エネルギーはみんなのもの(とりあえずの結び)

「義憤に駆られて」という言葉が大流行の2011年かも知れません。
「無策」ならまだしも、確実に国を滅ぼす方向に向いた政策をゴリ押しする菅・民主党政権の動きに驚愕し、恐怖を感じ、はからずも思うところを書き始めたら連載になってしまいました。しかし百家争鳴、いろいろな方から、いろいろな義憤が噴出していますので、偶々このブログを読んで下さった方は、ひとつの意見として、参考にしていただければ幸いです。
「外交力のなさ」と「エネルギー戦略のなさ」…。この2つは、我が国に特徴的かつ致命的な欠点であり、そのためわが国は戦争に追いやられ、破産し、70有余年、その根本的原因だった問題は棚上げしてひたすら生活に追われてきました。これが、1980年代終わり、「名目世界第二位の経済大国」と言われた瞬間に転落を始めた日本の紛れもない姿だと思います。この思いは、私が「湾岸戦争の敗北の責任を取って外務省を辞職」の決意をした20年前から、強くなることはあっても、弱まるところを知りません。
今般の震災と、その被害を何百倍にも増幅することになった民主党政治の大失態で、日本は新たな終戦を迎えたのでしょうか。それとも、関東大震災から第二次世界大戦へと向かった暗い時代の二の舞を演じるのでしょうか。今度こそ、カミカゼをアテにするのではなく、着実に、忍耐強く立ち向かっていかなければなりません。そのためには、外交力、戦略的思考力、情報処理能力、政策構想力といった資質を有するリーダー達にこの国のかじ取りを任せなければなりません。もちろん、そのようなリーダーを戴くには、国民ひとりひとりが意識を高め、とりわけマスメディアにおいては国を憂う「健全なナショナリズム」に根差した報道で世論を牽引していかなければならないでしょう。
我が国のエネルギー危機を救って行くには、まず炭化水素資源へ依存している現実から目をそらしてはなりません。然るに、8月26日は近年稀にみる暗黒の日でした。総理は「辞世会見」を行いましたが、その中で電力供給を滅茶苦茶にして、どれだけ多くの人に不必要な苦しみを増やしてしまったかという責任を認識しないどころか、「脱原発の原理主義を実践したぞ」といわんばかりの開き直り。もっとひどいのは、この狂人をやめさせることと引き換えに、という信じられない論理で「全量買取法案」が何と参院全会一致(ひとりの反対も棄権もなし!!!)で可決成立したことでした。「良識の府」は全く機能していません。賛成票を投じた全参議院議員、ひとりひとりの不見識(*)に対し、私は「満身の怒りを表明致します。」(!!!)

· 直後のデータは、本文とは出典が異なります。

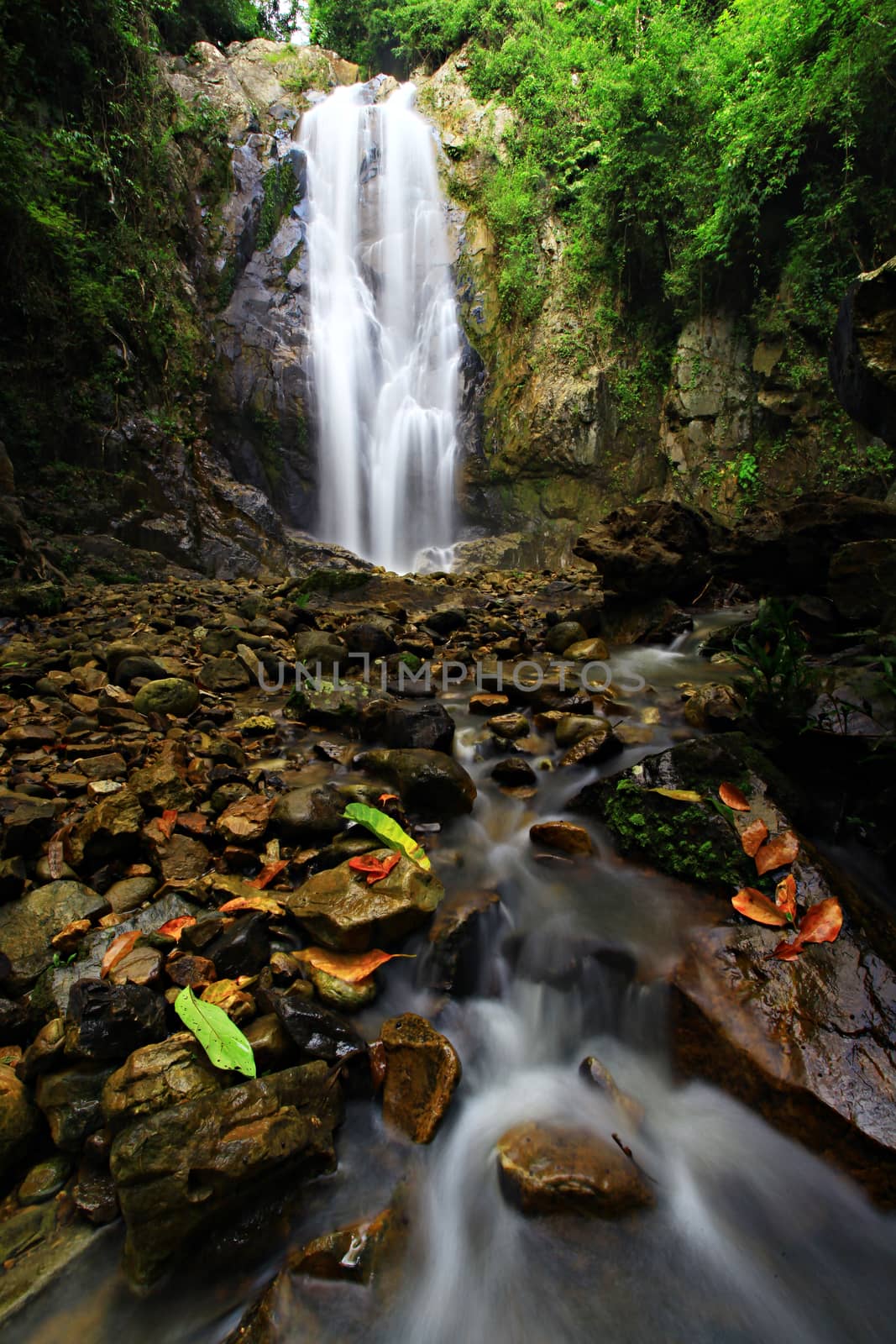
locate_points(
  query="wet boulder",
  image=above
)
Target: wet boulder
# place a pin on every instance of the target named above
(422, 1070)
(29, 925)
(168, 696)
(18, 1119)
(340, 911)
(109, 1021)
(430, 784)
(427, 726)
(810, 1042)
(159, 1075)
(553, 1169)
(308, 815)
(181, 1169)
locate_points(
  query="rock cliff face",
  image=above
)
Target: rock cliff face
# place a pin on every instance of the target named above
(557, 433)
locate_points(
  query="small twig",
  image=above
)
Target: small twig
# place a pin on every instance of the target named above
(627, 1152)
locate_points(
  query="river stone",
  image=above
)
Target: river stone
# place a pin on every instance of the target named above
(340, 911)
(109, 831)
(810, 1043)
(181, 1168)
(563, 635)
(429, 726)
(432, 785)
(170, 696)
(18, 1120)
(422, 1070)
(163, 788)
(331, 706)
(156, 1077)
(308, 815)
(715, 709)
(29, 925)
(45, 1180)
(563, 837)
(553, 1169)
(223, 676)
(318, 647)
(70, 1101)
(318, 1032)
(139, 665)
(109, 1021)
(587, 651)
(130, 893)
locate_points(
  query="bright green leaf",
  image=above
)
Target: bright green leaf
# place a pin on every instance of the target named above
(380, 826)
(222, 1041)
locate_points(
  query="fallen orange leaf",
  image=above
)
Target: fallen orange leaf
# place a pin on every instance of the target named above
(732, 797)
(167, 822)
(821, 922)
(757, 906)
(345, 965)
(117, 949)
(268, 874)
(174, 927)
(754, 837)
(779, 851)
(374, 866)
(266, 905)
(786, 895)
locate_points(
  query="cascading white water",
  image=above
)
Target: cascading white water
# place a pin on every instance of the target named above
(383, 329)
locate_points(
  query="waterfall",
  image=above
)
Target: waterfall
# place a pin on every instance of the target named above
(383, 329)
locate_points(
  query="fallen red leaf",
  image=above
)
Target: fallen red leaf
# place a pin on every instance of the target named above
(117, 949)
(821, 922)
(757, 906)
(732, 797)
(376, 1054)
(167, 823)
(268, 874)
(374, 866)
(754, 837)
(778, 853)
(174, 927)
(345, 965)
(786, 895)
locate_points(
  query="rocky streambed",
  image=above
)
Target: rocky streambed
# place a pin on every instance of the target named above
(569, 965)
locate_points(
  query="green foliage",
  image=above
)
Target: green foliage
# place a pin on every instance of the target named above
(385, 830)
(222, 1041)
(694, 154)
(280, 194)
(777, 682)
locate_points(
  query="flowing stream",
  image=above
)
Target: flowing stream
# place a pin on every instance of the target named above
(752, 1240)
(383, 329)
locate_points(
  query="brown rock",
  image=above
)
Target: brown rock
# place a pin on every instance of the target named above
(553, 1169)
(563, 837)
(422, 1070)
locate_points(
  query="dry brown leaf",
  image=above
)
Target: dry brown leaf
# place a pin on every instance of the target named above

炭化水素資源(原油、ガス)は、なぜか地球上に偏在しています。一方で、天は日本人に優秀な頭脳と勤勉な性格を与え、この資源を100%輸入しても余りあるだけの外貨を獲得できる技術力、生産力をつけさせました。砂漠の国で、なつめやしの実とヤギの乳だけで摂氏50度の暑さを凌いで暮らしていた人々は、石油を売り、日本製のクーラーとトヨタの高級車を買って快適な生活ができるようになりました。しかし、増え続ける若者に与える職がなく、教育が十分に行えず、近隣の兄弟国で相次ぐ「革命」が飛び火する恐怖におののいています。その中では最も安定している(?)と思われているサウジ、UAEの2か国に日本はその消費量の半分以上の原油を頼っています。この2国の輸出停止が起きたら、日本の電力はどうなるでしょうか。
産油国と日本は、このように戦略上非常に重要なパートナーであるにもかかわらず、我が国の側においては、政府、メディア、国民のあらゆるレベルにおいて意識が低い、極めて低い、というのが現状です。「馬の耳に念仏」となりますので、これ以上の議論を終わります。
(*)このことを問題とせず、民主党のどうでもよい政争の報道に明け暮れているメディアの不見識の害たるや言うに及ばず。